The players are athletes, sportspeople, they just want to be active and moving, especially in a team environment. When that’s something you’ve been involved in for so long, it’s hard to let that go.
The players have ‘lost’ half a year of their career so they’ll be eager to just be moving again and I’m sure my excitement will be shared among the squad.
Do you have any major learnings coming out of the football lockdown which you can share?
Don’t take it for granted any more. Whether it’s watching a game or going to a training session. Every single coach or player at some point in a season will have struggled to get motivated for a session but I’ll never feel like that again.
It’s taught me to appreciate what you do have and how privileged we are to actually be doing what we’re doing. Going forward, I’ll never moan about the rain again and just appreciate the environment we’re in.
Do you have a message for the Hibernian Women fans?
Thanks for your patience. I know they’re eager for more information to come out. At times there’s not a lot of information to put out. Hopefully as we get closer to a restart, there’ll be more to come out as the build-up to the season starts.
Hopefully we can get fans in by that point, but if not, they will be kept well up-to-date via social media with what’s going on, how the team’s progressing. We can’t wait to see them back at games supporting us.

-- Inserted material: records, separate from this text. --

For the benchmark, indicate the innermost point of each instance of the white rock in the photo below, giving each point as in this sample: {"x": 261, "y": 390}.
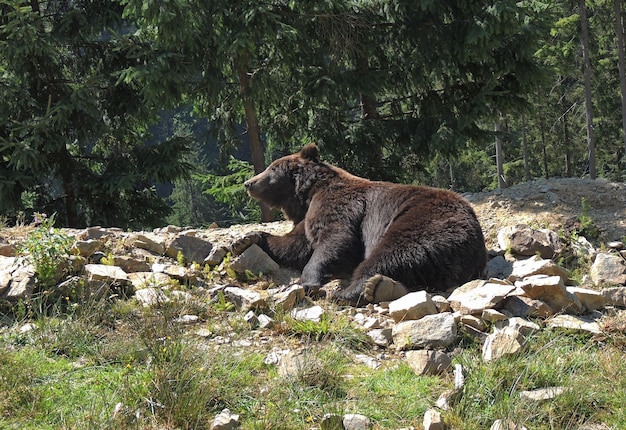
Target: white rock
{"x": 356, "y": 422}
{"x": 542, "y": 394}
{"x": 225, "y": 421}
{"x": 381, "y": 336}
{"x": 501, "y": 343}
{"x": 314, "y": 313}
{"x": 476, "y": 296}
{"x": 412, "y": 306}
{"x": 590, "y": 299}
{"x": 428, "y": 362}
{"x": 431, "y": 332}
{"x": 536, "y": 266}
{"x": 432, "y": 420}
{"x": 575, "y": 322}
{"x": 255, "y": 260}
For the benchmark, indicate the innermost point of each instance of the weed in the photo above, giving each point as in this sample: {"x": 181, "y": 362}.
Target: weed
{"x": 48, "y": 249}
{"x": 222, "y": 304}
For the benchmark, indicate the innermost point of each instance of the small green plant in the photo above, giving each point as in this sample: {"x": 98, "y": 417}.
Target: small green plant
{"x": 109, "y": 260}
{"x": 587, "y": 226}
{"x": 222, "y": 304}
{"x": 48, "y": 248}
{"x": 180, "y": 258}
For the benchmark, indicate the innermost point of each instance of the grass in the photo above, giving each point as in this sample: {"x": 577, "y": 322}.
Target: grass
{"x": 113, "y": 364}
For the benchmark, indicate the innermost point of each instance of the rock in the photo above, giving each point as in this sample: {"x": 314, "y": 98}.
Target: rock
{"x": 476, "y": 296}
{"x": 131, "y": 264}
{"x": 21, "y": 283}
{"x": 101, "y": 276}
{"x": 524, "y": 327}
{"x": 524, "y": 240}
{"x": 441, "y": 303}
{"x": 608, "y": 269}
{"x": 314, "y": 313}
{"x": 542, "y": 394}
{"x": 175, "y": 271}
{"x": 575, "y": 322}
{"x": 216, "y": 255}
{"x": 583, "y": 248}
{"x": 243, "y": 300}
{"x": 492, "y": 316}
{"x": 381, "y": 336}
{"x": 331, "y": 422}
{"x": 428, "y": 362}
{"x": 255, "y": 260}
{"x": 367, "y": 322}
{"x": 591, "y": 300}
{"x": 502, "y": 342}
{"x": 432, "y": 420}
{"x": 520, "y": 306}
{"x": 429, "y": 332}
{"x": 536, "y": 266}
{"x": 356, "y": 422}
{"x": 265, "y": 321}
{"x": 85, "y": 248}
{"x": 251, "y": 319}
{"x": 193, "y": 249}
{"x": 7, "y": 250}
{"x": 550, "y": 290}
{"x": 412, "y": 306}
{"x": 148, "y": 279}
{"x": 506, "y": 425}
{"x": 225, "y": 421}
{"x": 448, "y": 398}
{"x": 498, "y": 268}
{"x": 151, "y": 296}
{"x": 473, "y": 321}
{"x": 614, "y": 296}
{"x": 288, "y": 297}
{"x": 149, "y": 241}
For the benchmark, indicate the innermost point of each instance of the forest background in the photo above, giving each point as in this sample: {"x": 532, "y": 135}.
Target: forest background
{"x": 138, "y": 113}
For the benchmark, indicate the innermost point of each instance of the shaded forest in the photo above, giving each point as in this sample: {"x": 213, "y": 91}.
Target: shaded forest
{"x": 137, "y": 113}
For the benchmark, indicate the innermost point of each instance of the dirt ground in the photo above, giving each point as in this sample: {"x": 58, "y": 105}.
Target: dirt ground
{"x": 555, "y": 203}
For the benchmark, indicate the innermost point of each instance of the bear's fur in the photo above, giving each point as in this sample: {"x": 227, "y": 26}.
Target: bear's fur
{"x": 420, "y": 237}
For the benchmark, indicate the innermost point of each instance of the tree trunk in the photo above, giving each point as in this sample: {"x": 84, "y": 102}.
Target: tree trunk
{"x": 566, "y": 138}
{"x": 369, "y": 112}
{"x": 542, "y": 127}
{"x": 588, "y": 102}
{"x": 499, "y": 155}
{"x": 619, "y": 30}
{"x": 525, "y": 150}
{"x": 252, "y": 123}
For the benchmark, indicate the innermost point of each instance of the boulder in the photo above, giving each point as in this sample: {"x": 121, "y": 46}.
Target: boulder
{"x": 550, "y": 290}
{"x": 608, "y": 269}
{"x": 536, "y": 266}
{"x": 254, "y": 260}
{"x": 524, "y": 240}
{"x": 193, "y": 249}
{"x": 412, "y": 306}
{"x": 474, "y": 297}
{"x": 429, "y": 332}
{"x": 428, "y": 362}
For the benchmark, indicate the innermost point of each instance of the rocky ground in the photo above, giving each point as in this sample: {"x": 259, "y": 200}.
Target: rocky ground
{"x": 556, "y": 204}
{"x": 415, "y": 328}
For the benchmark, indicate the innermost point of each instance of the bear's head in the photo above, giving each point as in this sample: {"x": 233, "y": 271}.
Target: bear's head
{"x": 286, "y": 183}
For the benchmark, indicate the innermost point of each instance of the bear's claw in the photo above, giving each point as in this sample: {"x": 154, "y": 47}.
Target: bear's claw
{"x": 380, "y": 288}
{"x": 243, "y": 243}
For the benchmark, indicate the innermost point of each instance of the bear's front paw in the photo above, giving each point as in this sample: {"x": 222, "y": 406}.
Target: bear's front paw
{"x": 243, "y": 243}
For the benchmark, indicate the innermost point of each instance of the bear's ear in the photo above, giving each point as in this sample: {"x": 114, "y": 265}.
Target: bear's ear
{"x": 310, "y": 152}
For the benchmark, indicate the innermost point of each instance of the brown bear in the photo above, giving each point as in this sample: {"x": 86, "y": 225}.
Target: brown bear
{"x": 391, "y": 238}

That first game against Spartans, I thought the crowd was good, the atmosphere within the ground was good and we were keen to build on that. The way we won the game, it was kind of a cup final because if you win a game 1-0 in stoppage time you get a certain buzz from that. Everyone was so excited for the next game to come about.
We’ve lost that but hopefully they’ve still got their eagerness to come and we’d be grateful if they do.